The Chevy Camaro May Be Going Down Under
Holden Special Vehicles will reportedly convert Australian Camaros to right-hand drive.
The muscle car never died in Australia. While America got by with Corvettes that produced less horsepower than an "underpowered" Subaru BRZ, cars like the Holden Commodore and Ford Falcon continued to carry the V8 torch down under. But with the Falcon gone and the latest Commodore being a rebadged Opel Insignia, has the Aussie muscle car gone the way of the recently extinct Bramble Cay melomys?
The answer is no, and this time it's the Americans to the rescue. The latest Ford Mustang has been for sale in Australia since its 2015 introduction. Sales have far exceeded Ford's expectations ever since. The Chevy Camaro's purpose in life has always been to compete with the Mustang, and News reports that this battle has finally come to Australia. Spy shots have revealed undisguised Camaros near the engineering center of Holden Special Vehicles, which is Holden's equivalent of BMW's M or Mercedes' AMG.
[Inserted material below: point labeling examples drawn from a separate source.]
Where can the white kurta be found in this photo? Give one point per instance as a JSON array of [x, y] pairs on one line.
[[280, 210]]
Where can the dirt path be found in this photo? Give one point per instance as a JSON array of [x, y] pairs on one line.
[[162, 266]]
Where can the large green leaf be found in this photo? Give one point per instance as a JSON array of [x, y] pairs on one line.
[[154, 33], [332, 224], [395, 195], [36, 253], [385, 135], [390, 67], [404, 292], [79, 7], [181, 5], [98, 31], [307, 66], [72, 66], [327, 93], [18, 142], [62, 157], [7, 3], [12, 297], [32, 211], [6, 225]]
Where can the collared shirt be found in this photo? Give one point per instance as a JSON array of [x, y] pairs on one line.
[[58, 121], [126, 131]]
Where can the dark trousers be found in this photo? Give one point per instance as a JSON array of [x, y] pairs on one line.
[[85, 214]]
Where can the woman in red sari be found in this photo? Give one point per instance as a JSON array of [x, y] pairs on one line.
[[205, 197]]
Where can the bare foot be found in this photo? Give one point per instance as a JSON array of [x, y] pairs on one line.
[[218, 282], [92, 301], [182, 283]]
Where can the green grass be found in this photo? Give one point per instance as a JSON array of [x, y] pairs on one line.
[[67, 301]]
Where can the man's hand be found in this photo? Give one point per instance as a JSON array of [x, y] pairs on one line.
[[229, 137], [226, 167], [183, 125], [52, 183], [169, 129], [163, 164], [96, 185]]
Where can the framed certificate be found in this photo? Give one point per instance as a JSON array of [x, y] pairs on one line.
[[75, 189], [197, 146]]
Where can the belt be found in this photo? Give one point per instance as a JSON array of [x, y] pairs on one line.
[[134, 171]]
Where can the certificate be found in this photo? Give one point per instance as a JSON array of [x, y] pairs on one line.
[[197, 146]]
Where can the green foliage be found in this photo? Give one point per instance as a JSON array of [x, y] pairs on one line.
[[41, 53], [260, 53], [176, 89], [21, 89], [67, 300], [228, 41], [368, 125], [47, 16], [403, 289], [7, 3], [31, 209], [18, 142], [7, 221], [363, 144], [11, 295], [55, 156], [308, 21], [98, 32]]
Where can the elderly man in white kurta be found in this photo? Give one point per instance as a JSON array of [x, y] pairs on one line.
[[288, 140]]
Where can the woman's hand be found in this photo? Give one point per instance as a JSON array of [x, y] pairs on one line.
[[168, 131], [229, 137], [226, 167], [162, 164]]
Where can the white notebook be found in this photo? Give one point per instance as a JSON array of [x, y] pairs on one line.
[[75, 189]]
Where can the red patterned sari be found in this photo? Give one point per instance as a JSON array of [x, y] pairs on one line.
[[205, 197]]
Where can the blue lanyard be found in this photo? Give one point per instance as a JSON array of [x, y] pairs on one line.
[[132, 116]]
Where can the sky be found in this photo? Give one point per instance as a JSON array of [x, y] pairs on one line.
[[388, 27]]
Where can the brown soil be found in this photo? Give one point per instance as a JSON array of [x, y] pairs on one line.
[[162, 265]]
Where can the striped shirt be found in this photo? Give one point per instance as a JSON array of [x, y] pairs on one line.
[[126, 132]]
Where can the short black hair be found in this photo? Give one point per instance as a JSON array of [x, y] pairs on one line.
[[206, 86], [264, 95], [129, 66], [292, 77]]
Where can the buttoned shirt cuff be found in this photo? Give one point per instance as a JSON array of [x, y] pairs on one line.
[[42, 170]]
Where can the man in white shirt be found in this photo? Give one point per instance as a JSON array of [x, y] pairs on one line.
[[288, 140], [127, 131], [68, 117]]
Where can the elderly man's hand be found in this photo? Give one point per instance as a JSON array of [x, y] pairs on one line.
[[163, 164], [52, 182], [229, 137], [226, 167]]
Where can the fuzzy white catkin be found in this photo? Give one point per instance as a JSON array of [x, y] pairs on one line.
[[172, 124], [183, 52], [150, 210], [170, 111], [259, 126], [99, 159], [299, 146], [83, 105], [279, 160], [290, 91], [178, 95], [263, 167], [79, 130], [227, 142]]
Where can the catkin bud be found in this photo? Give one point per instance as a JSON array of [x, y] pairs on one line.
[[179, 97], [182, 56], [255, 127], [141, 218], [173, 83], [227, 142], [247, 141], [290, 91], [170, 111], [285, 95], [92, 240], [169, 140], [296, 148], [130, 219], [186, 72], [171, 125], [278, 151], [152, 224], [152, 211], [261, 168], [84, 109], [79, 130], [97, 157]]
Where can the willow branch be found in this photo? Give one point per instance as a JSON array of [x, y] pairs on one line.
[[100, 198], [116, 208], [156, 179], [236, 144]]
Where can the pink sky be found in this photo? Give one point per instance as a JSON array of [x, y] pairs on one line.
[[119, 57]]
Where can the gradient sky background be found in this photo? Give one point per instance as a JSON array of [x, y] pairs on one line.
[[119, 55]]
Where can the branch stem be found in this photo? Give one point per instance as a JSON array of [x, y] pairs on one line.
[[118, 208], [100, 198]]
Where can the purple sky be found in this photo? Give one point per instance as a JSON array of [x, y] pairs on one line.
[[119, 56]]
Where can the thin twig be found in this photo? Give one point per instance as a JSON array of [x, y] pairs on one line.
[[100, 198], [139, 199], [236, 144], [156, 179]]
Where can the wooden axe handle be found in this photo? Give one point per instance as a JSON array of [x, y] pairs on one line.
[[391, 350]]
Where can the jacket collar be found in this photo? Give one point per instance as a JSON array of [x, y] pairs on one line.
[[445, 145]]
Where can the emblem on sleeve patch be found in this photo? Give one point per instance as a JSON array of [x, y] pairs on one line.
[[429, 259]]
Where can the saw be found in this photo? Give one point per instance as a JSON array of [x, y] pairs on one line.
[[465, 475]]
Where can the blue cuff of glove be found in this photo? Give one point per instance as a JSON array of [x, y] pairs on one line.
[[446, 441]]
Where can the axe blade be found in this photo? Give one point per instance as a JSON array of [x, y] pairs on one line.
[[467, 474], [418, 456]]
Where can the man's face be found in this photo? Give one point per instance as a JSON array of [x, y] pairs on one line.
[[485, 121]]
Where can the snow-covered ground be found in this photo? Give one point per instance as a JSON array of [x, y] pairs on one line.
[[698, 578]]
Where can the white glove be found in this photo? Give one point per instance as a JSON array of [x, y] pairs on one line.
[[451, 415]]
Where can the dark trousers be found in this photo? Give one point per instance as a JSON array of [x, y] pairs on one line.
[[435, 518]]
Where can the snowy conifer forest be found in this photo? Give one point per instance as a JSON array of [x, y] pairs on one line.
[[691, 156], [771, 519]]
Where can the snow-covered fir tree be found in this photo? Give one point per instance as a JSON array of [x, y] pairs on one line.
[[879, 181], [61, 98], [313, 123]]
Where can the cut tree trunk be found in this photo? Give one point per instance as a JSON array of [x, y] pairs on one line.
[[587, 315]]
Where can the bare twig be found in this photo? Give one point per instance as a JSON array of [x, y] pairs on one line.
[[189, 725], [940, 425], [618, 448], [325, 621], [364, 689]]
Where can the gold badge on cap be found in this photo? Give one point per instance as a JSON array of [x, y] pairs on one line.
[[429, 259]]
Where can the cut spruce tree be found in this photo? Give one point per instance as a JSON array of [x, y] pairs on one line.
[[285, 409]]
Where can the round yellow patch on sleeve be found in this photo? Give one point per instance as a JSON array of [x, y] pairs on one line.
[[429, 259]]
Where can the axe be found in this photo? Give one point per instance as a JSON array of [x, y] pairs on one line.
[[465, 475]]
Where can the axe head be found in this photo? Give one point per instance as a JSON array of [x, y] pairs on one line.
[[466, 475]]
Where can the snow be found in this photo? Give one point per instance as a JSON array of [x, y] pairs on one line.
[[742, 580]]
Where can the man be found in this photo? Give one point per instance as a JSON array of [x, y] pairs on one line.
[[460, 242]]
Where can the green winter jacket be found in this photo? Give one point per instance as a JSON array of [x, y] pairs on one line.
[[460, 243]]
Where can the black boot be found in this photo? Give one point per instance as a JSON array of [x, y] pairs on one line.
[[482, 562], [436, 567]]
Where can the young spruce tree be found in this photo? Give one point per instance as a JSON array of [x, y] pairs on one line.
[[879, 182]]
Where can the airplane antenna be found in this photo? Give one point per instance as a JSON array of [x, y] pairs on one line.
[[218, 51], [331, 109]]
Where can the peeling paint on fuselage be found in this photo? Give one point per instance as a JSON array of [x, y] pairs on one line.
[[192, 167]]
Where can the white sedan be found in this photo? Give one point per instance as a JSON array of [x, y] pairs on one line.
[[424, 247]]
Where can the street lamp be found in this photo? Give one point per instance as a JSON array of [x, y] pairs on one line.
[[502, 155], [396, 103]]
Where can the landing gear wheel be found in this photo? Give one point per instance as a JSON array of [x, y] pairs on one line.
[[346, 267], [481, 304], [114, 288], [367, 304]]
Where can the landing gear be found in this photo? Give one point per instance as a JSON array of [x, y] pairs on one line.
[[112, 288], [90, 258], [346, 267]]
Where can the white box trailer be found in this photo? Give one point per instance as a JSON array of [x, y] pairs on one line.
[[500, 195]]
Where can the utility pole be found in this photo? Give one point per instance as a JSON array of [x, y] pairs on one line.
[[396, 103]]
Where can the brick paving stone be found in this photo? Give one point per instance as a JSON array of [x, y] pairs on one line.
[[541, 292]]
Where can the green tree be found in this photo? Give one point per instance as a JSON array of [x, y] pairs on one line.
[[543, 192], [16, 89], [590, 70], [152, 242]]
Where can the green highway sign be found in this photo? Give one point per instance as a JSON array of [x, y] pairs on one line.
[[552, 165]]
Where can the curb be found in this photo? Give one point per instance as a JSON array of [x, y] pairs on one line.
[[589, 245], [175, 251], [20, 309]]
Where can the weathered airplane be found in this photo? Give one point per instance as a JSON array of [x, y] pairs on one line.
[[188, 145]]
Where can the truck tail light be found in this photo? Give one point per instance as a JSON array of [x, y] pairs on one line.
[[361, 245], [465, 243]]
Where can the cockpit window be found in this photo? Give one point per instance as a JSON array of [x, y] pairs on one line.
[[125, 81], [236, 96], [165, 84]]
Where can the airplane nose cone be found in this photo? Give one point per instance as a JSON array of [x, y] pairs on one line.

The earliest the Camaro was expected to arrive in Australia was the next generation in 2022 since it wasn't designed with right-hand drive in mind. But the current Mustang is selling so well that perhaps General Motors wants a piece of the action earlier than planned. The Camaro is at a disadvantage since the Mustang supports left- or right-hand drive, so it is suspected that HSV will be asked to convert Camaros bound for sale in Australia to right-hand drive. Independent tuner Crossover Car Conversions already offers this service for a $50,000 premium, according to CarBuzz, but the HSV conversion will reportedly add "only" $20,000 to the price of the Camaro. Sadly, HSV is not expected to enhance performance while they're moving the steering wheel from one side of the car to the other.
This price difference will likely steer many toward the Mustang despite GM's efforts. But the Holden vs. Ford battle in Australia is at least as strong as Chevy vs. Ford here, and no doubt there are some who will gladly pay the premium on a Holden-modified Camaro before stooping so low as to drive a Ford, in their minds.
But this is probably, at best, a stop-gap measure to at least make the Camaro available in some form before a true right-hand drive version is expected to arrive in 2022. No more than 1,000 converted Camaros are expected, reports CarBuzz. Perhaps General Motors has seen the error of not only turning the Commodore into a front-wheel-drive car with less than eight cylinders but also of doing the same to the Impala when Chevy revived the name in 2000.